No concibo el riesgo sin exponer los adentros. No le veo el caso a luchar sin que la vida me vaya en ello. No puedo quedarme en la orilla sin sentir el deseo estremecedor de lanzarme sabiendo que allá abajo, o quizás en la caída misma, encuentre aquello que estoy buscando. Porque no existe razón para contemplar el paraíso desde las alturas. El temor a equivocarse paraliza y estropea nuestras alas, que en ocasiones negamos y atrofiamos con la falta de interés en ser felices.

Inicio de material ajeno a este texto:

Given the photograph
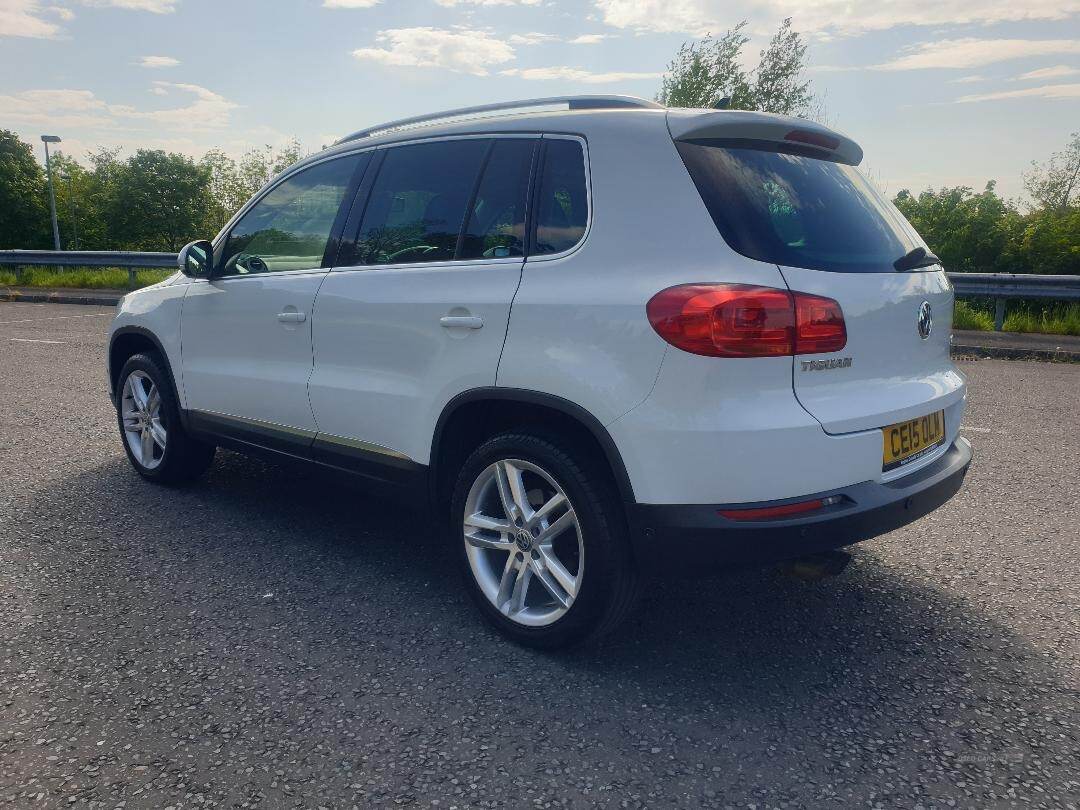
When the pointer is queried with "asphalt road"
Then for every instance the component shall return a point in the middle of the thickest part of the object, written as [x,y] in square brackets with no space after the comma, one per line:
[268,638]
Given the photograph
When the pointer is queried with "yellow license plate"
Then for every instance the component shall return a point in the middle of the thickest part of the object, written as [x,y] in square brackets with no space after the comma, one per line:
[906,442]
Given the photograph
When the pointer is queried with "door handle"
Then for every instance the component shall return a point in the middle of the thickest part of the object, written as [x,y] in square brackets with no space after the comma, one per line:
[461,322]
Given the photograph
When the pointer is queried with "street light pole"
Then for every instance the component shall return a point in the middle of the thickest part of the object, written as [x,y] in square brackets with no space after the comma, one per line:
[73,243]
[46,139]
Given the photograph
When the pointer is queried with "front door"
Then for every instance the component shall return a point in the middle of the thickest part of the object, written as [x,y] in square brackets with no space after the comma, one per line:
[246,331]
[418,310]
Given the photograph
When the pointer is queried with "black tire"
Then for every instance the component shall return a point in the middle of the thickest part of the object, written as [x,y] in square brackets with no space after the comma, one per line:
[609,580]
[184,458]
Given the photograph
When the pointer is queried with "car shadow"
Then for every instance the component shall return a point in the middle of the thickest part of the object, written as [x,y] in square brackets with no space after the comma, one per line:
[285,578]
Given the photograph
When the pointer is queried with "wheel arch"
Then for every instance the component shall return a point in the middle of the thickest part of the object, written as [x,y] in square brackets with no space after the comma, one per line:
[130,340]
[474,415]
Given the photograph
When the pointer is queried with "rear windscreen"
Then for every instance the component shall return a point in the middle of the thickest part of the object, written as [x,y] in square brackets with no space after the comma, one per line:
[795,210]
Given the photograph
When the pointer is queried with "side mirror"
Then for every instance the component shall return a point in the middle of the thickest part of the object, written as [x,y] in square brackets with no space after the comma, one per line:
[196,258]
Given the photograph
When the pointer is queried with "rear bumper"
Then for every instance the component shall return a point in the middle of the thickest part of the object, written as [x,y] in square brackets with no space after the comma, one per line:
[682,538]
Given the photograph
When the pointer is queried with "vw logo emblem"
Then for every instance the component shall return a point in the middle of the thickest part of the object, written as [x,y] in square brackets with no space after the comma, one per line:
[926,322]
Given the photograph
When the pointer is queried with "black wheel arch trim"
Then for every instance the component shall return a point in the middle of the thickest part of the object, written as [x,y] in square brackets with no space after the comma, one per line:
[142,332]
[534,397]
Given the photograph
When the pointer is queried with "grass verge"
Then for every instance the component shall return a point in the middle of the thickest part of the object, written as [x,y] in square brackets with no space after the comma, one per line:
[105,278]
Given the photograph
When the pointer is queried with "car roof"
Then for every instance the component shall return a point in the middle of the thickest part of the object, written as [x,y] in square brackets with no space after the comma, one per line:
[579,115]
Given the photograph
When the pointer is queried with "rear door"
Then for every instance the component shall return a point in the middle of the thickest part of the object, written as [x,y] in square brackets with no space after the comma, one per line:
[833,234]
[416,310]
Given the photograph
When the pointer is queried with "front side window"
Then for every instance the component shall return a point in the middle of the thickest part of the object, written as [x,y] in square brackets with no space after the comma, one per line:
[289,227]
[796,210]
[563,210]
[417,205]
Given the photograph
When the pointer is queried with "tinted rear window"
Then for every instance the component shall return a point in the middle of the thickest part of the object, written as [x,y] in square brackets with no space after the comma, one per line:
[563,203]
[795,210]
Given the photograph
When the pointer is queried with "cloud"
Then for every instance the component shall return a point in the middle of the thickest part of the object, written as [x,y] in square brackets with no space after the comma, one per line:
[460,50]
[833,16]
[1054,72]
[451,3]
[575,75]
[589,39]
[157,62]
[532,38]
[1055,92]
[55,108]
[207,109]
[23,18]
[972,52]
[61,109]
[154,7]
[29,17]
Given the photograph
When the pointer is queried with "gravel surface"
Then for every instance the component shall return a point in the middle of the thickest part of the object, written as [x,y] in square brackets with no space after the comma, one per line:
[269,638]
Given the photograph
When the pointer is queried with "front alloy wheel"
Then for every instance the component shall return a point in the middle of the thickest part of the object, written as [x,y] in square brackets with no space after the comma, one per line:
[142,417]
[150,428]
[524,542]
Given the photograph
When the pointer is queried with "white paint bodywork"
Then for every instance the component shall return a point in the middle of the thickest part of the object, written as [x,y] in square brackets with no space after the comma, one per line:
[373,363]
[239,358]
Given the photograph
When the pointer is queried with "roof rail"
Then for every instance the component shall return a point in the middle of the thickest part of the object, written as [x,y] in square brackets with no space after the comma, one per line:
[574,103]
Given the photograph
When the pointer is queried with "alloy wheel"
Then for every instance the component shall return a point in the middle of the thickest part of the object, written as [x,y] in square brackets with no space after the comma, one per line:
[140,414]
[524,542]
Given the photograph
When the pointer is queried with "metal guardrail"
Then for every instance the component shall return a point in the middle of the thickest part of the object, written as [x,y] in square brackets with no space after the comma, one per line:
[999,286]
[1003,286]
[131,259]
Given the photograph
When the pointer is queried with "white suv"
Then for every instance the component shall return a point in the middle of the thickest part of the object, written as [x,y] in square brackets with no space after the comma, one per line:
[604,339]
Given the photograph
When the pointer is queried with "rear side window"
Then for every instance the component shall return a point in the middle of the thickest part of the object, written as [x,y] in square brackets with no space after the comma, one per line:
[563,201]
[496,225]
[418,202]
[795,210]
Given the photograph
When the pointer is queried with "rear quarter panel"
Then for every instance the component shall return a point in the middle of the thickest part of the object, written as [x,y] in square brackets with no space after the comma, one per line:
[578,326]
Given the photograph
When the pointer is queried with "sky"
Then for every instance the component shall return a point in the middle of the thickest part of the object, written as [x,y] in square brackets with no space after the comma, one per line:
[937,92]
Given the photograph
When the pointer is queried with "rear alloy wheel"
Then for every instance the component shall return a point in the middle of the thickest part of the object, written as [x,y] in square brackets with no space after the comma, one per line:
[524,544]
[543,543]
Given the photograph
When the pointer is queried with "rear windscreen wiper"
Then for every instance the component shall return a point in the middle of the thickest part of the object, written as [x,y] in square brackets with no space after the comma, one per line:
[917,257]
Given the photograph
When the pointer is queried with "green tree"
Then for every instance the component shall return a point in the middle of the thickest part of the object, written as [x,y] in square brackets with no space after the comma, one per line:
[226,189]
[969,231]
[703,72]
[157,201]
[1050,242]
[24,213]
[778,84]
[1055,185]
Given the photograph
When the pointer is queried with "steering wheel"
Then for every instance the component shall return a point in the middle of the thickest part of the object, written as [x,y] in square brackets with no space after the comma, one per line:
[421,250]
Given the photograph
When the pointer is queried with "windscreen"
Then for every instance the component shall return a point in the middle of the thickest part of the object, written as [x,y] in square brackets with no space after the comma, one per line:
[787,207]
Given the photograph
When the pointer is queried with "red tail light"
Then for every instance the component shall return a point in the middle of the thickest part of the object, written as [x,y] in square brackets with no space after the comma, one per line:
[819,325]
[743,321]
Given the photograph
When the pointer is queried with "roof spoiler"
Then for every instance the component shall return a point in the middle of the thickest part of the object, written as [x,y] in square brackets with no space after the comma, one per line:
[781,130]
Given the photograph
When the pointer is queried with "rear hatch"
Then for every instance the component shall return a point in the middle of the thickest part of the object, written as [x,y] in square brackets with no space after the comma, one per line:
[785,191]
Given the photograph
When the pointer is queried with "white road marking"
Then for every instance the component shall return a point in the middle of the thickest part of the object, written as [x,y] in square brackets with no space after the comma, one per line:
[57,318]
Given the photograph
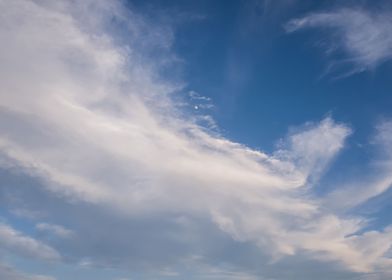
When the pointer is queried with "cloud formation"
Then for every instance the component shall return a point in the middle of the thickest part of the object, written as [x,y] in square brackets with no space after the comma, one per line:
[365,37]
[89,117]
[17,243]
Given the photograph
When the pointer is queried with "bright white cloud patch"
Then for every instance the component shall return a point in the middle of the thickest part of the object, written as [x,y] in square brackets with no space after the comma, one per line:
[9,273]
[364,36]
[89,116]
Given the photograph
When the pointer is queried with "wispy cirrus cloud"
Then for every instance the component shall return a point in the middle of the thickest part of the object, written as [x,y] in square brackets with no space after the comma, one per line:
[363,36]
[17,243]
[88,116]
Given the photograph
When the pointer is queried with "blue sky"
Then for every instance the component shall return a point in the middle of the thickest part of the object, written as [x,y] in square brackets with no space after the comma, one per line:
[195,140]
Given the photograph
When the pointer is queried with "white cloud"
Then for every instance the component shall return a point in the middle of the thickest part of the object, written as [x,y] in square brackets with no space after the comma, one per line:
[17,243]
[57,230]
[364,36]
[9,273]
[89,116]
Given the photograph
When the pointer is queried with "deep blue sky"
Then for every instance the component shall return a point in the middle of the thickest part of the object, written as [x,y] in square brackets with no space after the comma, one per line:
[235,140]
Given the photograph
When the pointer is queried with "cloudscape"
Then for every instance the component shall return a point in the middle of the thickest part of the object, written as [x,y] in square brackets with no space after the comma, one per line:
[195,140]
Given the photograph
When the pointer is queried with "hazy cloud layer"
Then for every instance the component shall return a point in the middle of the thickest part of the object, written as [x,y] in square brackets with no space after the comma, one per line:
[365,37]
[84,112]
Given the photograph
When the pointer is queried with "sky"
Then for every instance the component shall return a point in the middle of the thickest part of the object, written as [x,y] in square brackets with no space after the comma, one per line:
[155,140]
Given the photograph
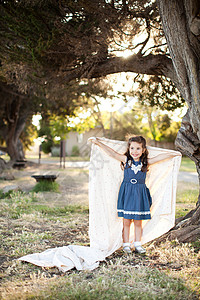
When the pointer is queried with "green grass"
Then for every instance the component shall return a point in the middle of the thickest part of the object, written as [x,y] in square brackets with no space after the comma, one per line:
[187,165]
[167,272]
[116,282]
[46,186]
[186,198]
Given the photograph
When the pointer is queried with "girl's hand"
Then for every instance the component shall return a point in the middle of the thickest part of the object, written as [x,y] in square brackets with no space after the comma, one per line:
[92,140]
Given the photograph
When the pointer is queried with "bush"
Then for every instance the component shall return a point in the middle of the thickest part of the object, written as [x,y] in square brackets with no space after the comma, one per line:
[55,151]
[75,151]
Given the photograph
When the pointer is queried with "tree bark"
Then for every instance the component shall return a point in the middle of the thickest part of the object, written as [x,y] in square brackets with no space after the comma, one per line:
[182,35]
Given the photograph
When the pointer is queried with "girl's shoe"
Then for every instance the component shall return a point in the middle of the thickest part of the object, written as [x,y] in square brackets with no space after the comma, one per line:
[127,248]
[140,250]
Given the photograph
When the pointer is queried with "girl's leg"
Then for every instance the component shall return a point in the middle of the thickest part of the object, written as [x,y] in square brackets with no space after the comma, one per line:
[138,230]
[138,236]
[126,230]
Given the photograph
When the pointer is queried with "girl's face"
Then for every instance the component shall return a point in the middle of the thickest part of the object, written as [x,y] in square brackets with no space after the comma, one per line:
[136,150]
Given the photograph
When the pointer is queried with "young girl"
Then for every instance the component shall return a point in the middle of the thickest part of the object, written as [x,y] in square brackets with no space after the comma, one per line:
[134,199]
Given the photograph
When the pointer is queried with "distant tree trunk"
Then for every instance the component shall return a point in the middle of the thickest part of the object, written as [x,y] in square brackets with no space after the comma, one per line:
[13,129]
[181,25]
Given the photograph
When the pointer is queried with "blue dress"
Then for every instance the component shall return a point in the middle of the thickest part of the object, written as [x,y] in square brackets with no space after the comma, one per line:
[134,199]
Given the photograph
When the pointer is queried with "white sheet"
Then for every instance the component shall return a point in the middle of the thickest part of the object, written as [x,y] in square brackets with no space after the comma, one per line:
[105,228]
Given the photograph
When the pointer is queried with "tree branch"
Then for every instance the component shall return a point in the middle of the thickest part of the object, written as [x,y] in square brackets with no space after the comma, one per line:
[150,65]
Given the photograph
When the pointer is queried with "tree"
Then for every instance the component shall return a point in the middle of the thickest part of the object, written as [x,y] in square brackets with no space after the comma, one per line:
[78,39]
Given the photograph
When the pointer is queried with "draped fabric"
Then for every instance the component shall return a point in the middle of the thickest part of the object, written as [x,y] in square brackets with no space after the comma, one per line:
[105,227]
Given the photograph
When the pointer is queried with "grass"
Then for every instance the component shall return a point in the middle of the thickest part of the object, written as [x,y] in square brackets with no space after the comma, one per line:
[28,225]
[168,271]
[46,186]
[186,198]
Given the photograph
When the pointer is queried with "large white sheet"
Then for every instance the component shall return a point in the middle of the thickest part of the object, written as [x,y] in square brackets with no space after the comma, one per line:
[105,228]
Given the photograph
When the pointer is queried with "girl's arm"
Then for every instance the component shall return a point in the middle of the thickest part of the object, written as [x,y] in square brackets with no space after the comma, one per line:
[109,151]
[162,156]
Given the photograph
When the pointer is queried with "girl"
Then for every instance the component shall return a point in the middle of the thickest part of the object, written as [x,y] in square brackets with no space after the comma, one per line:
[134,199]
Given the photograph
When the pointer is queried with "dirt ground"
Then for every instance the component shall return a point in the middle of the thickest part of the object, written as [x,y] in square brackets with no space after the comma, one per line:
[73,184]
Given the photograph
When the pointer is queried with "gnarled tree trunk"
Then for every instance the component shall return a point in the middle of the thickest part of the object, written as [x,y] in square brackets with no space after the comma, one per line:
[181,25]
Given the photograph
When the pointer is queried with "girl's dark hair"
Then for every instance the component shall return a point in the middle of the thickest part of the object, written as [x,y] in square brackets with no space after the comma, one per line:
[144,158]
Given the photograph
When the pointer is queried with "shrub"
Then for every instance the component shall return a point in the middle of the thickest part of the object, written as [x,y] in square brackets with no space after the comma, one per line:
[75,151]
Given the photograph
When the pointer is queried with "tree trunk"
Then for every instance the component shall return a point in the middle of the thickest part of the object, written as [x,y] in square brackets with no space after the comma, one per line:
[181,31]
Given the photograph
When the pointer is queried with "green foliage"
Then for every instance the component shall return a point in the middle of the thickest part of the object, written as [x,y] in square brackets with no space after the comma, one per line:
[46,186]
[75,151]
[158,91]
[187,165]
[14,204]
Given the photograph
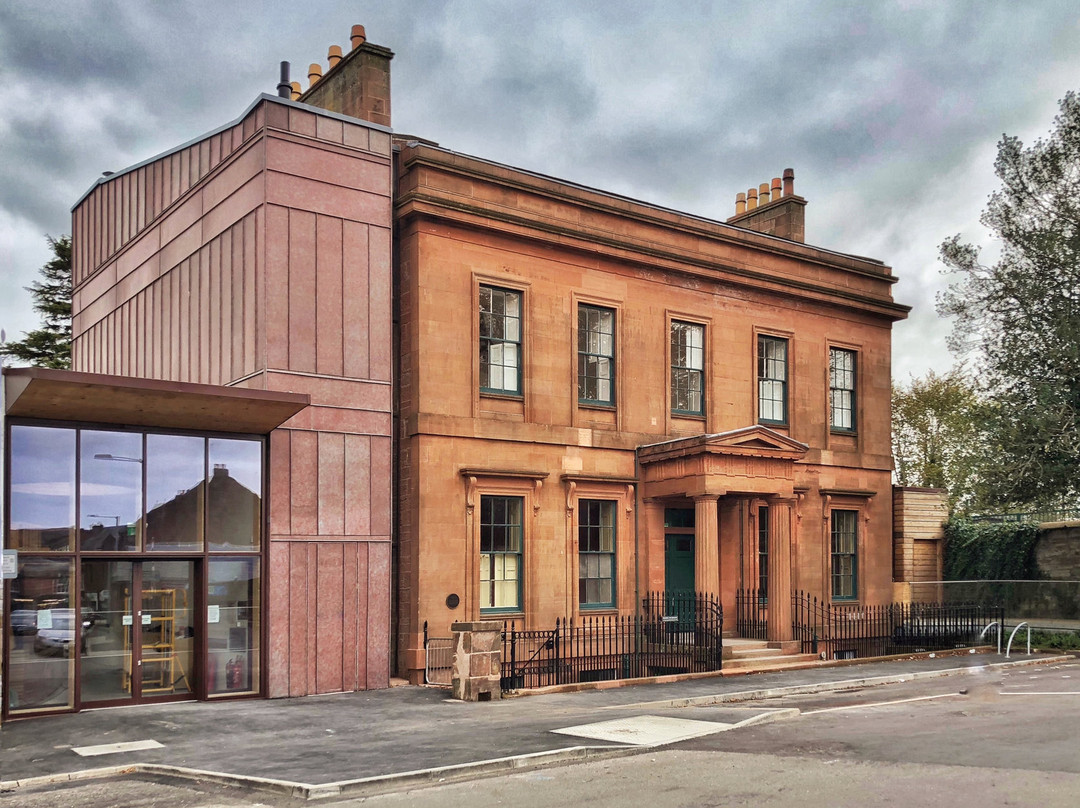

Ya he caído tantas veces persiguiendo la manzana. Ya he subido miles de cimas después de destrozarme con el duro golpe de la realidad. El esqueleto que se vuelve a tirar como un kamikaze ahora luce espantoso, pero la sonrisa del alpinista en acción, ilumina y mutila al instante la mirada confusa del temeroso. Estas piltrafas que buscan de nuevo ser poseídas y arrastradas por la gravedad, son sólo el resultado de lo aprendido en el viento que traspasa cada uno de mis poros en la caída. No lo pensaría dos veces. El vértigo es el oxígeno de una futura satisfacción, es el condimento y medicina contra la vejez. Ahora mismo voy cayendo, y aún percibiendo que el piso que me detendrá es más duro que mi voluntad, me arrojo sin medida y sin escatimo. Ya no tengo otro camino.